To prepare your tungsten properly, use a grinder dedicated to tungsten with a diamond wheel for a consistent taper and a consistent finish on your electrode. You’ll want to prepare a 45-degree angle with a 0.010- to 0.015-in. land, or flat tip, on the end. If you don’t knock off that sharp point, that tip can easily burn off and drop into your weld (see Figures 2 and 3).
Be sure to select AC for aluminum GTAW to take advantage of the cleaning property of the power source to remove that oxide layer. DC doesn’t offer the cleaning properties necessary to break through that oxide layer.
Newer welding machines with AC balance controls allow you to fine-tune the current depending on the thickness of the material, weld penetration, and desired cleaning area, which will affect the bead profile and the appearance of the weld itself.
With AC, not only is energy in the form of heat directed from the torch to the workpiece, it also returns to the torch. The thicker the material or the longer the bead, the more energy is returned and the hotter the torch is going to get.
An air-cooled torch works just fine on thin sheet and for short runs. A water-cooled GTAW torch operates cooler in your hand even if you are running upwards of 500 amps, depending on the torch. In other words, you won’t have to keep putting your torch down.
For the front end of your torch, a gas lens collet body with a No. 8 ½-in. gas lens nozzle is a good setup for most aluminum welding applications. The gas lens provides improved gas coverage, improved torch cooling because of the additional material (better heat transfer) in the gas lens collet body, and increased gas flow over the components (more surface area to dissipate the heat). As a bonus, the improved heat transfer contributes to longer electrode life.
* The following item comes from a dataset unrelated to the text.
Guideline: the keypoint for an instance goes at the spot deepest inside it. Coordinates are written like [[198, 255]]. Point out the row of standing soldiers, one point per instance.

Be sure you invest in a quality GTAW torch. From the copper alloy to the type of Teflon® used to make the gaskets and the silicon rubber used for the torch body, the quality of those materials affects the torch’s ability to handle heat and the lifespan of the torch itself. In addition to material quality, the manufacturing process is also important. Look for a torch manufactured with a high-temperature silver brazing process rather than soldered. Also check that the torch adheres to industry standards for fittings.